Icolito said the department's success in securing federal formula and discretionary grants has helped fund the work but warned that the broader funding picture is uncertain because the federal five-year surface-transportation authorization expires Sept. 30. "We can't go backwards; we need at least the same level of funding adjusted for inflation," Icolito said, and he urged the state's congressional delegation to preserve a passenger‑rail title in the next bill.

Why it matters: DOT officials said that while obligations and grants have recently been finalized, Connecticut's Special Transportation Fund (STF) faces structural revenue headwinds as vehicles become more fuel efficient.

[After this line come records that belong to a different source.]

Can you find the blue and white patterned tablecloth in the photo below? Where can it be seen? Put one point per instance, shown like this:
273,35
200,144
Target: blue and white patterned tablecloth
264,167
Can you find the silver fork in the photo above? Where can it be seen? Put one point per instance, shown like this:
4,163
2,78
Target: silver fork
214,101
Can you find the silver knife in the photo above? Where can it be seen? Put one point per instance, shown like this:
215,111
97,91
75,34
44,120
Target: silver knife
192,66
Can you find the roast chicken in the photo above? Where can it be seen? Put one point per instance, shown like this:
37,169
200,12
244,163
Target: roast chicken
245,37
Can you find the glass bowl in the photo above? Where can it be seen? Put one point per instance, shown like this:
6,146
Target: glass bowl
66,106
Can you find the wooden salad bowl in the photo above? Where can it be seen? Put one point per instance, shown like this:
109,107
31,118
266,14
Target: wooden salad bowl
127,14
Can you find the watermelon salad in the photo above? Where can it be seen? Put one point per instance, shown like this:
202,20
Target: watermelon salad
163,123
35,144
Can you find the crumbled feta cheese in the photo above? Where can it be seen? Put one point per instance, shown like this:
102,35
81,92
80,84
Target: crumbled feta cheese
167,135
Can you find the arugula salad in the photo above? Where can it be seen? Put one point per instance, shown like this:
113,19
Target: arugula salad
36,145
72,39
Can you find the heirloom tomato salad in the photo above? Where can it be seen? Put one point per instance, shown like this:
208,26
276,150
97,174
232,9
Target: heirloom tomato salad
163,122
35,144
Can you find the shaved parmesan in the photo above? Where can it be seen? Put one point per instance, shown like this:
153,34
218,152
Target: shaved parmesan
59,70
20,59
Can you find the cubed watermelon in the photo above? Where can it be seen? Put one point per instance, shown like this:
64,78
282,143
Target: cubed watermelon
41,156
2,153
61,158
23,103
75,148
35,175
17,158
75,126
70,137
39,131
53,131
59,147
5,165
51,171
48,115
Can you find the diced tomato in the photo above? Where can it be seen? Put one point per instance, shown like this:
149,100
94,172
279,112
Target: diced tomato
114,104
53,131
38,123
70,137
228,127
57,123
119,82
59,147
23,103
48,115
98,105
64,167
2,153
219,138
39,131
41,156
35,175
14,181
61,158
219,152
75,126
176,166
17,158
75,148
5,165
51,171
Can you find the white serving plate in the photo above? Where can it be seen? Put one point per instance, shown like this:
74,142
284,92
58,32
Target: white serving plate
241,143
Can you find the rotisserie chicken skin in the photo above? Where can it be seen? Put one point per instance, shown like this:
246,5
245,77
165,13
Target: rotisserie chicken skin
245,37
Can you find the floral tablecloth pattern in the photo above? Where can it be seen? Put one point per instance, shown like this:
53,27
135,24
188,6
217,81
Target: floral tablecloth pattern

Commissioner Icolito told members that roughly half of the STF appropriations now pay debt service on bonds used to finance capital projects, and the state currently subsidizes bus and rail operations from the same fund.

The department highlighted workforce impacts and program details to frame the spending. "In 2024 we hit 83,000 highway construction jobs," Icolito said, noting the highest level in available Department of Labor records and saying the money is "putting people to work." DOT listed municipal programs supported in the capital program: Town Aid Road at $80 million per year, Community Connectivity grants (authorized up to $15 million per year), and the Transportation Rural Improvement Program (TRIP) at $10 million per year. DOT also described LOTCIP as a federal fund-swap mechanism (about $80 million per year) that lets the state provide state funds to municipalities while avoiding federal pass-through red tape.

Committee members pressed DOT on revenue options if STF shortfalls materialize. Senator Wong and others asked whether the state would need to consider new revenue sources such as tolls or mileage-based user fees; Icolito responded that Connecticut will have to confront STF revenue choices in the next several years and that options will be a legislative decision. "Connecticut is gonna have to make a decision as to what approach we want to take towards addressing revenues in the Special Transportation Fund," he said.

DOT also described program prioritization and guardrails: bus-stop upgrades are being prioritized by boardings and alightings and require municipal opt-in and maintenance agreements to reduce legal risk and ensure investments serve the heaviest-used stops.

What happens next: DOT said most discretionary federal grants have been obligated and that some mega-project environmental phases are just starting; legislators indicated willingness to revisit STF revenue options in summer conversations to preserve the capital program schedule.